Dishoom reveals details of King's Cross site
Indian restaurant group Dishoom has revealed more details about its new site, which is set to open in London King's Cross.
Now confirmed to open in November, the three-storey, 250-cover, 9,000 sq ft space will include a cocktail bar named the Permit Room, plus a mezzanine kitchen, and a 90-capacity Bombay-style juice bar serving freshly pressed juices and sugar cane cocktails.
Open all day, the restaurant will serve a breakfast menu, followed by a selection of small-plates, grills, biryanis, salads, rolls and curries, plus a dish exclusive to the King's Cross venue, developed by executive chef Naved Nasir.
The new cocktail menu will be centred on the site's basement bar, and include a choice of drinks that have been aged in bottles or barrels, before being served over chipped ice in traditional Indian measures, such as the "chota peg". There will also be a selection of beer on tap and bottled ales, as well as the existing Dishoom IPA by London Fields.

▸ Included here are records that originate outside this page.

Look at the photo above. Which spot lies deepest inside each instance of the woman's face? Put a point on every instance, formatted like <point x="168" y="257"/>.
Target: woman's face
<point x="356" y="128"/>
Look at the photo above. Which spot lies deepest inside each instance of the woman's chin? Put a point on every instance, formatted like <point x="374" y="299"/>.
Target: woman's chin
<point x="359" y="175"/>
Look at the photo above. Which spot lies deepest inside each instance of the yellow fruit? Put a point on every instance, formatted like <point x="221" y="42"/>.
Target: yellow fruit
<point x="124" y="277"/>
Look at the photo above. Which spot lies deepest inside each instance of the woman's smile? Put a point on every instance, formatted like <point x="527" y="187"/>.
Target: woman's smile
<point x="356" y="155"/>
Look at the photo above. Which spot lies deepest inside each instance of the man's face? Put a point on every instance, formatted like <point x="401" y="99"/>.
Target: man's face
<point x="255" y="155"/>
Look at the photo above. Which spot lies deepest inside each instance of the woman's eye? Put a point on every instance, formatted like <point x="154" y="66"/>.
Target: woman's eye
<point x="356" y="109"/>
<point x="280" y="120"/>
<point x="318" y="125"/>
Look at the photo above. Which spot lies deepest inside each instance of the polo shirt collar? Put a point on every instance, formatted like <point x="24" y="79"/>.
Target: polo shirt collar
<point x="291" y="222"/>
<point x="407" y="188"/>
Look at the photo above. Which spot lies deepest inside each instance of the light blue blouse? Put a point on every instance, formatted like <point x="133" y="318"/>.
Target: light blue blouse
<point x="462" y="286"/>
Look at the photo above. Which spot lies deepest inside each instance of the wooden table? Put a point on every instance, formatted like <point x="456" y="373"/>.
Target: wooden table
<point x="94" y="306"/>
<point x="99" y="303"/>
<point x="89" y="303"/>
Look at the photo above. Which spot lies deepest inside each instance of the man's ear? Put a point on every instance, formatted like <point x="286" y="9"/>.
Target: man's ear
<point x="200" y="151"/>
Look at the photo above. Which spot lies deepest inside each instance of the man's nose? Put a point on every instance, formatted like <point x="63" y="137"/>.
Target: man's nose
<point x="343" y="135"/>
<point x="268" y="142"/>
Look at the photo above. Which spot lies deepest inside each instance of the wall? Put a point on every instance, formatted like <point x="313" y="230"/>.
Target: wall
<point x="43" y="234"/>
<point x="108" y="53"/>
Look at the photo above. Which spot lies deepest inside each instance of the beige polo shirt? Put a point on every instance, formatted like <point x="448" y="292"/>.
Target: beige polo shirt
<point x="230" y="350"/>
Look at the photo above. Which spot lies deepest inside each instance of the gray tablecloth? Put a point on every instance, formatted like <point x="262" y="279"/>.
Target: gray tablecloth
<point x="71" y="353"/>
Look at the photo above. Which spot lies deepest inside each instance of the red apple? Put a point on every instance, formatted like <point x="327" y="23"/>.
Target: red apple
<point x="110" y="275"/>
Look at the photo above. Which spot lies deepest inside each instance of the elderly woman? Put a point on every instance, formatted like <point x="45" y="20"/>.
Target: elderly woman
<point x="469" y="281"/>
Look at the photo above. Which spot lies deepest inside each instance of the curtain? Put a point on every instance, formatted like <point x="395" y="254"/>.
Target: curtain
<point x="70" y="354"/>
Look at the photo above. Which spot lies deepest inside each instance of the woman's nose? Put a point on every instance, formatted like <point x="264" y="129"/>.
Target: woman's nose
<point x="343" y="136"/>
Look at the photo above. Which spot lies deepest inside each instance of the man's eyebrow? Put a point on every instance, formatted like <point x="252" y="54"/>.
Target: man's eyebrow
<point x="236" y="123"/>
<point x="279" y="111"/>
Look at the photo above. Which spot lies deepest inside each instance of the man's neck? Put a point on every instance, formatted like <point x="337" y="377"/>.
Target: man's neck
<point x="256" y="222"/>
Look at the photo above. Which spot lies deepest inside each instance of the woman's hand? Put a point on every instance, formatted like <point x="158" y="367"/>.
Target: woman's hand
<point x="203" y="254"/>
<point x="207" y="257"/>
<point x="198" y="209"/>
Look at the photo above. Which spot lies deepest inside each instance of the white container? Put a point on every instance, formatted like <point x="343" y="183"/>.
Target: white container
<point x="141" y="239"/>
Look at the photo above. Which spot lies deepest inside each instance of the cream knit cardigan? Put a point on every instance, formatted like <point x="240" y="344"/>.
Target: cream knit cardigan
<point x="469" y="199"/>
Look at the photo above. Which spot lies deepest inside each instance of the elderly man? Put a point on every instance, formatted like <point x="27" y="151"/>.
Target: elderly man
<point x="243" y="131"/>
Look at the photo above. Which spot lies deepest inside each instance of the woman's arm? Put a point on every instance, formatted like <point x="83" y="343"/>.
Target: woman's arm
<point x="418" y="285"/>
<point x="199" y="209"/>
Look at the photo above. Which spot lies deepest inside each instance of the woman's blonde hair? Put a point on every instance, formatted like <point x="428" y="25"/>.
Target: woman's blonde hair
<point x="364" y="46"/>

More than 100 pieces of antique furniture from the Irani cafés period will be used in the restaurant, which will also have touches inspired by the architecture of the late 19th and early 20th Bombay.
The group has also nicknamed the new restaurant its "godown" - the word for "warehouse" in Hindi â' as a reference to the site's location within the Western Transit Shed next to the newly re-developed Granary Square, which was once used as an interchange for goods arriving via rail, road and canal. It was initially named "the Stables" thanks to its Stable Street location.
Dishoom was founded by cousins Shamil and Kavi Thakrar in Covent Garden in 2010, after they spent time in Bombay researching the old Irani cafes.
This was followed by a pop-up on the Southbank in 2011, and a second permanent site in Shoreditch in October 2012.